着任のご挨拶

平成27年11月28日
 デュッセルドルフ総領事館のホームページにようこそ。このたび着任した総領事の水内です。新米ですが、よろしくお願いします。
 
 当地デュッセルドルフ、若しくはノルトライン・ヴェストファーレン(NRW)州は、日本が戦後復興を遂げる過程で、ヨーロッパに経済活動の拠点を求めた土地であり、日本人コミュニティの発展は、先の大戦への反省を出発点として、世界の平和に外交的に貢献しつつ、自由貿易体制の中で経済活動によって国民の繁栄を求めるという戦後日本の生き様と軌を一にしていると考えています。日本に対し欧州内でも最も友好的であり、また堅固な経済的・文化的な協力関係を実際に築き上げてきた当地で総領事として勤務できることは、大きな名誉であると同時に、大変なチャレンジであると認識しています。
 
 その理由は、まず第1に、当地に在住の日本人の方々は、おそらく私よりもずっとドイツのことをよくご存じであろうからです。第2に、NRW州にお住いのドイツ人の多くも、おそらく私よりもずっと日本のことをご存じであろうからです。
 
 基本的な課題としては、そのような土地柄における日本の在外公館の役割とはいかなるものであるのかを、初心に帰って見直し、工夫をしながら、皆様やその先達が長年培ってきた、NRW州における日独友好関係強化に貢献したいと考えています。領事サービスの一層の充実は当然のこととして、以下の点を重視していきたいと思います。


(1) 経済関係の新たなニーズへの対応
 

 日独経済関係は堅固なものでありますが、それでもなお、昨今の国際政治・経済情勢の進展に伴って、新たなニーズが生まれる余地があると考えます。
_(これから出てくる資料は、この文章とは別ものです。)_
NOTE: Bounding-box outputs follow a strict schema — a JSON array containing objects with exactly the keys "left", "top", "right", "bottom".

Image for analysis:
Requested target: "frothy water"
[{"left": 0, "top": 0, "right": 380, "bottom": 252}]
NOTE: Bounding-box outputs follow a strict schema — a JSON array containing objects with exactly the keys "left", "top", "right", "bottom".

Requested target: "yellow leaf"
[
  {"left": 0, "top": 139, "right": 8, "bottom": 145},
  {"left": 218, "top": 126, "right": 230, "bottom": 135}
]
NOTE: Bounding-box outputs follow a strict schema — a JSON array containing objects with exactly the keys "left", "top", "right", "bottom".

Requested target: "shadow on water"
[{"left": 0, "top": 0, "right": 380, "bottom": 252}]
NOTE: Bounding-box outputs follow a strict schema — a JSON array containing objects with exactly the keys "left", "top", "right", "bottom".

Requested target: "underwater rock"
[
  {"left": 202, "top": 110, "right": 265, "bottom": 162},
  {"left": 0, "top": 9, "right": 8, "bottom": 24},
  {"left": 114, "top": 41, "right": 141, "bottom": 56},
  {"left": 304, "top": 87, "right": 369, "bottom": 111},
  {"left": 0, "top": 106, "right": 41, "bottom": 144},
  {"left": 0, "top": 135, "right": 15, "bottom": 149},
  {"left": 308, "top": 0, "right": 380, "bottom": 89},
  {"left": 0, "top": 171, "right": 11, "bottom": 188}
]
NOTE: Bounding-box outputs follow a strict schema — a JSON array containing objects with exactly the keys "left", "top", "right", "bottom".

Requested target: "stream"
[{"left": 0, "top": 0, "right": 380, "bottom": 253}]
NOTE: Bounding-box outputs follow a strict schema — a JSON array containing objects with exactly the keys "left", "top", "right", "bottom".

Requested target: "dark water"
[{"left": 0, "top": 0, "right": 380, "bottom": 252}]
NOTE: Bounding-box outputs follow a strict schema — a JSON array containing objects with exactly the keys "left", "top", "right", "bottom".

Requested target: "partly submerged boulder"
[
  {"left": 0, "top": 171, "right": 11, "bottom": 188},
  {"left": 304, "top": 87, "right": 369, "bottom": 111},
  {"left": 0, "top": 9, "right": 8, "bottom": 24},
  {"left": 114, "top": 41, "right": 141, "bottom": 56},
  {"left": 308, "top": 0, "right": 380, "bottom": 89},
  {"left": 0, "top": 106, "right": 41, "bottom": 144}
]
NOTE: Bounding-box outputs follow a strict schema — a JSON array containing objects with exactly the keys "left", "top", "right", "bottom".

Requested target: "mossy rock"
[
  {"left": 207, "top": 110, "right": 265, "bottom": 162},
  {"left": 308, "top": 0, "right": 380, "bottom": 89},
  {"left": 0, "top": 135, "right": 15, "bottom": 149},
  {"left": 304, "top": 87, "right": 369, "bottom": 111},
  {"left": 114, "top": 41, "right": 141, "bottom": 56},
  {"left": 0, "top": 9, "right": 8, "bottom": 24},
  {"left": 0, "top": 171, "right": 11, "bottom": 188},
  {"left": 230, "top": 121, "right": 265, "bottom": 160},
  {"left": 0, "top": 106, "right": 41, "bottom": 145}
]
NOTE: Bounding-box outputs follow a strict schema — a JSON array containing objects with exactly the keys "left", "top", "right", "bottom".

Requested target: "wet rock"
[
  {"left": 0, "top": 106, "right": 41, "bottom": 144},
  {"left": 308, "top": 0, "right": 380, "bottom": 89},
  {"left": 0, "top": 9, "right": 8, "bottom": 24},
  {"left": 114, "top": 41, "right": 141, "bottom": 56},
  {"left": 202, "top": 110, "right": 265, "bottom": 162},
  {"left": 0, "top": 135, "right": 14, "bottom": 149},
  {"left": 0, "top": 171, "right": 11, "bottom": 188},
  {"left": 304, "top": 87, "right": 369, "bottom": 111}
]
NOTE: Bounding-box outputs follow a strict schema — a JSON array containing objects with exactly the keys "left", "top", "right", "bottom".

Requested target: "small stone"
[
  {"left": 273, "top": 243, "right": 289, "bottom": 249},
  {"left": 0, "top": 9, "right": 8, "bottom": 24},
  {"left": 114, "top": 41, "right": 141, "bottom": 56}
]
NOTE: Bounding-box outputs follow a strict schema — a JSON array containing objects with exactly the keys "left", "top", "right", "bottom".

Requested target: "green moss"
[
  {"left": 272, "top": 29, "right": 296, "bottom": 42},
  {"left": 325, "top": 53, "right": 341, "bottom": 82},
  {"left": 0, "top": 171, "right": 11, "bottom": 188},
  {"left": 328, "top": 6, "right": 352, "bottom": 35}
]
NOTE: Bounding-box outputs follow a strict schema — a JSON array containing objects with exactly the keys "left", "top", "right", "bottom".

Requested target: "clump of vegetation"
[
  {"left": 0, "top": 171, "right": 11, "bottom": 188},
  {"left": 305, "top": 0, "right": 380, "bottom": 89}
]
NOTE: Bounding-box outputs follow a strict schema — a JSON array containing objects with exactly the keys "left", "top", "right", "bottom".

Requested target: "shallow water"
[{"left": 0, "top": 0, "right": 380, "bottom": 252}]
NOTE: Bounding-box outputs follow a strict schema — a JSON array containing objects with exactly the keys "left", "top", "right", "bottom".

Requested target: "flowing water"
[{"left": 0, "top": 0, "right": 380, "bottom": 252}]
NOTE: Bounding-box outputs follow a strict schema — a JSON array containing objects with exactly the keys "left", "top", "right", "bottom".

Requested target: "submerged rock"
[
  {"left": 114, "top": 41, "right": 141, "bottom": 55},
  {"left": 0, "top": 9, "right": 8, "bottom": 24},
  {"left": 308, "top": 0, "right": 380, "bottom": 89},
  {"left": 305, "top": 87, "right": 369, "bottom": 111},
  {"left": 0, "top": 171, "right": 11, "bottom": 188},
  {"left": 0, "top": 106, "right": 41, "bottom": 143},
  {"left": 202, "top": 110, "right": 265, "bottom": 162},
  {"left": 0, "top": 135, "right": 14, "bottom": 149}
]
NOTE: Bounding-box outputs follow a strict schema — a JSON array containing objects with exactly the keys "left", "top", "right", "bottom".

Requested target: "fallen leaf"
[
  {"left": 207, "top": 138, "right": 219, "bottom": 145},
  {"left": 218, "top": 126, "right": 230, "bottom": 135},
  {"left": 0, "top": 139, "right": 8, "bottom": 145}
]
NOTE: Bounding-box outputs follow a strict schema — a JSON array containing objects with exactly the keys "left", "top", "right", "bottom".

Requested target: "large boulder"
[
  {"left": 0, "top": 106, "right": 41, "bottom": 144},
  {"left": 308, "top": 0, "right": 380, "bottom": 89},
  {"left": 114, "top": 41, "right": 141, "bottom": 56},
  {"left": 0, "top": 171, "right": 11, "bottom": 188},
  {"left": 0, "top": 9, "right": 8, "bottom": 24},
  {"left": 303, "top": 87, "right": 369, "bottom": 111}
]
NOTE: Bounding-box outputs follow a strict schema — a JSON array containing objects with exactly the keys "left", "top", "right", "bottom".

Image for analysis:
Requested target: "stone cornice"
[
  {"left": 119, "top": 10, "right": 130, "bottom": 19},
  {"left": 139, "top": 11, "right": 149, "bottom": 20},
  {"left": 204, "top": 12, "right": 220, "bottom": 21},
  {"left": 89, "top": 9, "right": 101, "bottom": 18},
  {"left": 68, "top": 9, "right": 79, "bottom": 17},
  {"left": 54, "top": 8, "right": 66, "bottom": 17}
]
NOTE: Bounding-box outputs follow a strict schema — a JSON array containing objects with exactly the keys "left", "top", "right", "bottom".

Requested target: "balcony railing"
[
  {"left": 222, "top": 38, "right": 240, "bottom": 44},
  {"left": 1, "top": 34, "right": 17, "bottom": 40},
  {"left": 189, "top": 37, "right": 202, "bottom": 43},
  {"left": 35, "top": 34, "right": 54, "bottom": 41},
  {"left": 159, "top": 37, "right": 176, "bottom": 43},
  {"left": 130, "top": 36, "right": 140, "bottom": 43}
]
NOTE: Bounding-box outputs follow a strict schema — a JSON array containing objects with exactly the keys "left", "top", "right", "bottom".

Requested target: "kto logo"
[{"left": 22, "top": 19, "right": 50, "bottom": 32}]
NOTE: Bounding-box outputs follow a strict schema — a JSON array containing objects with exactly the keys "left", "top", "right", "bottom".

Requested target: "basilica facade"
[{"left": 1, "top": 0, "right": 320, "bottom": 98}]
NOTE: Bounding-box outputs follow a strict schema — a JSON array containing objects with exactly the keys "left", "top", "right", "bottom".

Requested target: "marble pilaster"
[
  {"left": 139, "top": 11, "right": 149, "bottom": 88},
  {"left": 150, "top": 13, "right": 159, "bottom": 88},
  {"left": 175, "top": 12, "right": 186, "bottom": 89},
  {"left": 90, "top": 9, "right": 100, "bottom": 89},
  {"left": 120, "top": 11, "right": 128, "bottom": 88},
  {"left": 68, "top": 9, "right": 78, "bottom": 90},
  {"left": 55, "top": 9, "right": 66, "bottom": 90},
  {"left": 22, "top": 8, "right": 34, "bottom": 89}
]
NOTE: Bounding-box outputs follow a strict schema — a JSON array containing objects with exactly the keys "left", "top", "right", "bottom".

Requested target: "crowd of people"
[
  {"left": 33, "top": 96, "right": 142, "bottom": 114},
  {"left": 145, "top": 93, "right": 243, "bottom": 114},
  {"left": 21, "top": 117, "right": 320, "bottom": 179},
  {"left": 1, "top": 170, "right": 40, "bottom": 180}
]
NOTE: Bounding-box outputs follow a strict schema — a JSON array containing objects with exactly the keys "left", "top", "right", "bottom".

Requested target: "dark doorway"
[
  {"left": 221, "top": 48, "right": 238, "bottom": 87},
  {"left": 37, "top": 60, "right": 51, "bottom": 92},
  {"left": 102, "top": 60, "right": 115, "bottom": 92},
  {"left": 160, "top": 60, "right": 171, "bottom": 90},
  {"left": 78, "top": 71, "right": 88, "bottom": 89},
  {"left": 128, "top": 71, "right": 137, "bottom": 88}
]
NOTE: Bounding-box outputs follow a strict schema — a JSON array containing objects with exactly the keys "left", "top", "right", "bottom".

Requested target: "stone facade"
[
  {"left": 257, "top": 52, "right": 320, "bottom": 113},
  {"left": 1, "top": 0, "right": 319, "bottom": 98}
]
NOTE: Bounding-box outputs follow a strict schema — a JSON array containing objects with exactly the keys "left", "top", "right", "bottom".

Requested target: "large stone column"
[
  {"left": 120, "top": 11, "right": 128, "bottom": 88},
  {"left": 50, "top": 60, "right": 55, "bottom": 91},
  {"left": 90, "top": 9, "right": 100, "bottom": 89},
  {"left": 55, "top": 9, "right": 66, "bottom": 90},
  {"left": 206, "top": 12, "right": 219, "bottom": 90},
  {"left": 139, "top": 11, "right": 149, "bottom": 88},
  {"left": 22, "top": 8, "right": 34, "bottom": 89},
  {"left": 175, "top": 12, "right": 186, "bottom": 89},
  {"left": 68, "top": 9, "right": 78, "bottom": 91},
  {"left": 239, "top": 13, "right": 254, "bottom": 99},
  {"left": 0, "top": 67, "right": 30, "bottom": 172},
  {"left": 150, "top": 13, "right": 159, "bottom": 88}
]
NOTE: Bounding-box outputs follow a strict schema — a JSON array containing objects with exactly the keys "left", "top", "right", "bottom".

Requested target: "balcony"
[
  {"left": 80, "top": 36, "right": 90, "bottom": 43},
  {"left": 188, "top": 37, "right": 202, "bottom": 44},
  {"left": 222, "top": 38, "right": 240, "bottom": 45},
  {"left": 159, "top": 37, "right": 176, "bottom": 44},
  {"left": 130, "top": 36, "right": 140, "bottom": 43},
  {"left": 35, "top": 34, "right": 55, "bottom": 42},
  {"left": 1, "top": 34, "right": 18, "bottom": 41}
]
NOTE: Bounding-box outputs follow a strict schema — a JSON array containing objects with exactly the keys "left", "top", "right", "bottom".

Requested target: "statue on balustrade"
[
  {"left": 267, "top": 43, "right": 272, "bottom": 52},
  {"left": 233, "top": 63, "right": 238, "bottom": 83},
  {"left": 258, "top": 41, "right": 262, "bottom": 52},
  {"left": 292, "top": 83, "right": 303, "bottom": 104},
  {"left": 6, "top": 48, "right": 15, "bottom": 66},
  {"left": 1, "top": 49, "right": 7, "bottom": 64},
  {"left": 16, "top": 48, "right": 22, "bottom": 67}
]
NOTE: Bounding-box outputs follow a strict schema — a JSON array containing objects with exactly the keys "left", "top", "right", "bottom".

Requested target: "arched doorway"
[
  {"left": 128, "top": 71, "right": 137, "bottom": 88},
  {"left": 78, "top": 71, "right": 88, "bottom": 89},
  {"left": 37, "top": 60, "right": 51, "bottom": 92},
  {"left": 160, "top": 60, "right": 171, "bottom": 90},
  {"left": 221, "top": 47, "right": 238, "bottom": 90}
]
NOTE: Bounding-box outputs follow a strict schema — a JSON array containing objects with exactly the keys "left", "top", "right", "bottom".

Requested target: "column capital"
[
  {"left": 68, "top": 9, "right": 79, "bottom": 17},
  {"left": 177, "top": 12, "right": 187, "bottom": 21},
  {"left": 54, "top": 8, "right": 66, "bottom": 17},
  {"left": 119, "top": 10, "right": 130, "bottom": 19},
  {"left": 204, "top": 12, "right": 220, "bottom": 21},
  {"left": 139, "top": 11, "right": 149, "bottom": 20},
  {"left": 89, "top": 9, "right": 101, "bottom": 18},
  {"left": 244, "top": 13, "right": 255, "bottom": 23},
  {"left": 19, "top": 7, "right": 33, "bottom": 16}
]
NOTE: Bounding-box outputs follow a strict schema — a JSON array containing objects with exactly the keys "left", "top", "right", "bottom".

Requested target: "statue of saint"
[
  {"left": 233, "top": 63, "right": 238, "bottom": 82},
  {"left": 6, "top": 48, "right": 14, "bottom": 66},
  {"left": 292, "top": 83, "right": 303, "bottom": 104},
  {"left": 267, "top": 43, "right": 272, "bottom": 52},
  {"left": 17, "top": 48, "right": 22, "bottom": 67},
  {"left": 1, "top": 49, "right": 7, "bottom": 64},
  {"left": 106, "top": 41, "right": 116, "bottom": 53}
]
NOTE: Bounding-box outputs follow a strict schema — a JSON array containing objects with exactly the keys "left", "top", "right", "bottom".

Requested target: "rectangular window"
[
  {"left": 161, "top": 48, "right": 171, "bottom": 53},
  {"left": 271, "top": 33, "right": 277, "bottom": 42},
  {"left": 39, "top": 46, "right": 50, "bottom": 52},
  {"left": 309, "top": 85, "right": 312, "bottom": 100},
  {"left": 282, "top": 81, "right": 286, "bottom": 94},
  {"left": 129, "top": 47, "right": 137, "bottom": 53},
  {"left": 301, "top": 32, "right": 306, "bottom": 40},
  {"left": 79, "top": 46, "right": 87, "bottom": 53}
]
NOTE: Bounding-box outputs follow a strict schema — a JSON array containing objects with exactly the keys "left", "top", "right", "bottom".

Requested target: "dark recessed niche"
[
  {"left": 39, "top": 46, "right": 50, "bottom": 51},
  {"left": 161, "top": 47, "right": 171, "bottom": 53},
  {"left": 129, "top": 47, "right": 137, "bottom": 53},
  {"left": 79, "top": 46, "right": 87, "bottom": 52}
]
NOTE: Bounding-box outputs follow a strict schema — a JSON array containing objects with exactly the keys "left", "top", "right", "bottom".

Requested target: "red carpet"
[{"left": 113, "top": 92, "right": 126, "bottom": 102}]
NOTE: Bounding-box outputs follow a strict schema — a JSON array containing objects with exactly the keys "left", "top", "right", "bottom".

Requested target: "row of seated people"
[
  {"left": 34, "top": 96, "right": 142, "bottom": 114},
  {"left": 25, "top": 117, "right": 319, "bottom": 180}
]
どんな小さなものであれ、ニーズがある限り、日独経済関係の強化にお役に立ちたいと思います。
 例えば、環太平洋パートナーシップ交渉(TPP)の合意、これは日米を含む世界のGDPの約40パーセントを占める太平洋地域の12の国家によるものですが、これにより、日本とEU間の経済連携協定の締結に向けた交渉も刺激を受けるでしょう。協定が早期かつ成功裏に締結されれば、欧州におけるデュッセルドルフ及びNRW州における日本及びアジア関連のビジネスチャンスが広がるのではないかと思います。
 

(2) 知られざる日本の紹介
 

 着任以来、当地で長く過ごされている日本の方のドイツに関する知識はもちろんのこと、当地のドイツの方々の日本知識の豊富さに驚かされています。文化及び草の根レベルの交流の分野では、伝統的な日本文化に加え、漫画やアニメ等の若者文化も海外に広く知られるようになりました。しかし、知られていない日本の素顔はまだまだたくさんあります。例えば日本産ワインなどは当地ではほとんど知られていないと思われます。和食とドイツ料理を日独ワインのアンサンブルでより魅力的に調和できないかなどとも考えており、試してみてうまくいけば、ドイツの方にもお召しいただければと思います。
 

(3) 日本に関する発信強化

 毎年BBCが欧州において行っている日本に対する好感度調査で、長年、ドイツ人は日本への好感を示してきました。しかし2014年の調査では欧州諸国の人が軒並み日本に対する良い印象があると答えているのに対し、ドイツ人のそれが極端に低くなっており、懸念の種となっています。NRW州の親日的な風土からは直ちには理解しがたいような状況であり、様々な要因があろうかと推測しますが、ありのままの日本はもっとポジティブに評価されるに相応しいと確信しており、そのためにできる限り尽力したいと思っています。
 この関連で、総領事館のホームページをアップデートし、より親しみが持てるような内容を増やそうと思っています。「パートナーシップ」という欄を作り、日独交流に関する興味深い体験をされた方から寄稿を頂こうと考えています。また皆様におかれても日本人、ドイツ人を問わず、積極的な寄稿を歓迎します。


 以上のうちどれだけを実現できるかは正直わかりませんが、皆様のお力もお借りしながら、少しでも実現させ、日独友好に貢献できれば幸いです。皆様あっての日本国総領事館です。どうか力強いご支援・ご指導を賜りますようよろしくお願い申し上げます。